Palantir Technologies enters the final stretch before its August 3 earnings print with short interest continuing to climb, options traders leaning mildly bullish, and the CTO quietly selling into strength — a setup where the positioning narrative and the fundamental story are pulling in opposite directions.
The most notable development this week is that short sellers have not given up. SI has risen 12% over the past week to nearly 89.7 million shares, now representing 3.9% of free float — up a third over the past month. That is a meaningful acceleration from the 3.5% level flagged in prior notes, and it is happening into a stock that has already rallied roughly 15% from late June lows. Bears have now added to a losing position through multiple sessions of price appreciation. The borrow market offers them no relief on cost — CTB has actually eased over the week, falling 20% to 0.40% — but availability remains vast at nearly 5,851% of short interest, meaning there are roughly sixty shares available for every one currently borrowed. No mechanical squeeze pressure exists. The short book is bleeding on pain of will, not friction.
Options positioning tells a different story from the short sellers. The put/call ratio has drifted to 0.92, about 1.3 standard deviations below its 20-day average of 0.95 — the most call-skewed it has been in months. That means options traders, on balance, are leaning into upside rather than hedging against downside. With the 52-week high for the PCR at 1.16 and the low at 0.61, the current reading sits well within normal range, but the direction of travel is toward risk-on sentiment. The short sellers and the options market are describing two opposite views of the same stock.

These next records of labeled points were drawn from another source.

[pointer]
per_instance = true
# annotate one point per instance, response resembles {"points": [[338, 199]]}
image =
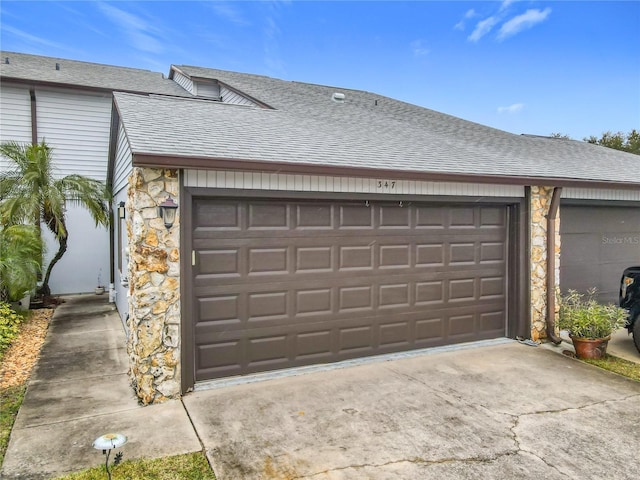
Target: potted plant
{"points": [[590, 324]]}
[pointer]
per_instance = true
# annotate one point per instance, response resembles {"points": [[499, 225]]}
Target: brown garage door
{"points": [[280, 284], [598, 243]]}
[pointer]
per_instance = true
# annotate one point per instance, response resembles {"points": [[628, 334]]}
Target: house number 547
{"points": [[386, 184]]}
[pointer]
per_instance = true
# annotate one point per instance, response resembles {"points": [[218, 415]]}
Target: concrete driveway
{"points": [[503, 411]]}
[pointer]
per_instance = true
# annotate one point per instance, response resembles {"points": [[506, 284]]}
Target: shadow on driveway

The Street is similarly divided, though recent analyst moves lean constructive. DA Davidson upgraded to Buy on July 2, lifting its target to $175. Wolfe Research moved off its Underperform stance in mid-June. Wedbush and Rosenblatt have maintained bullish targets in the $225-$230 range. The holdouts are real: RBC Capital maintained its Underperform with a $90 target after the last earnings print — a view that, at $133.72, requires either a significant earnings disappointment or a broad derating. The consensus sits at Hold with a mean target of $185, though that figure is dated to March and the stock has since traded both above and below it. Valuation remains extreme: the P/E has compressed from prior highs but still reads at 64x trailing, and the EV/EBITDA of 47x has fallen over the past month but remains a stretch by any conventional software multiple. The bear case is less about the business — revenue growth is real — and more about what multiple the market is willing to sustain into a post-AI-hype environment.
Insider activity adds a cautionary note. CTO Shyam Sankar sold $24 million of stock on July 2 at $130 — the largest single insider transaction in the recent window — while the stock was already near its highs. Other directors trimmed in mid-June. The 90-day net insider figure is positive in share terms, but that reflects option exercises and grants rather than open-market purchases. No insider has been a buyer. Taken alongside the short buildup and the $480 million government contract expansion reported this week (which drove Tuesday's 2.8% gain), the picture is of insiders and institutional bears both treating the rally as a selling opportunity while the headline newsflow remains constructive.
Earnings on August 3 is the event that resolves the tension. The last two quarterly prints produced next-day declines of roughly 5-7%, with five-day moves extending the losses to as much as 14%. Whether shorts are early or right, and whether options traders' call bias is rewarded or punished, will depend almost entirely on whether the Q2 revenue beat is large enough to justify a multiple that has already priced in aggressive growth.